By Jamie Lee McKenzie
Sandra Laronde, Artistic Director of Red Sky Productions has delightfully agreed to curate a Sesquicentennial Signature Music Initiative for the Toronto Symphony Orchestra (TSO) for Canada’s 150th celebration in 2017. In January 2017, when Canada’s 150th birthday arrives, the season will have programs and works that pay respect to Canada’s musical riches.
“It would be a work that would bring out Canadian musical legacy,” says Laronde.
According to Laronde, the project will explore current and past Canadian composers and Canada’s Indigenous musical legacy, as well as Canadian songwriters, culturally diverse music practice, and film composers. “I definitely want to include orchestral and Indigenous music, and also, I’m very interested in it being an image rich experience,” states Laronde.
She has also stated that she has many ideas for the project, and including some key Indigenous musicians is definitely on the top of her list. The TSO is not only including the Indigenous musical legacy, but also looking at all the different cultures that are in Canada, and putting them on the main stage. It will explore all of Canada’s diverse musical landscape.
Laronde has also curated music projects for Indigenous Arts at The Banff Centre. Diverse As This Land, was a 7-year music project that involved a lot of exceptional Indigenous musicians.
“It really goes back to our roots, I come from a highly musical family, where songs and music were just a part of growing up,” says Laronde, “I have a really good sense of Indigenous music in Canada because I’ve been working a lot with music through Red Sky, all of our big dance productions work with music and it’s always live music on stage.”
Red Sky’s musicians are always a part of the stage performance of their dance productions. “Everything I do has music involved in it,” says Laronde. Red Sky has also won two Canadian Aboriginal Music Awards and a Dora Mavor Moore Award for Best Original Score and Best Music.
Laronde is no stranger to Indigenous music and has a good sense about Canada’s Indigenous musical history from her previous works. “I am, perhaps, more associated with dance, but all of the dance productions have original, live music as well. Music has been a big part of my life,” states Laronde.
Laronde is extremely excited that she has been given this amazing opportunity, especially for something as significant as 2017.
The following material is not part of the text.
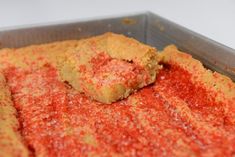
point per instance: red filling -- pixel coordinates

“Truly, our art is as diverse as this land. As Canadians, we all need to be more exposed to the tremendous diversity that exists in our country, from our tundra to the mountains to the sea to the prairies to the woodlands. All of these places have their own unique beauty, spirit, and tone. Music already lives in these places. Ultimately, land informs the way that we sing, move, sense, and how we connect,” says Laronde.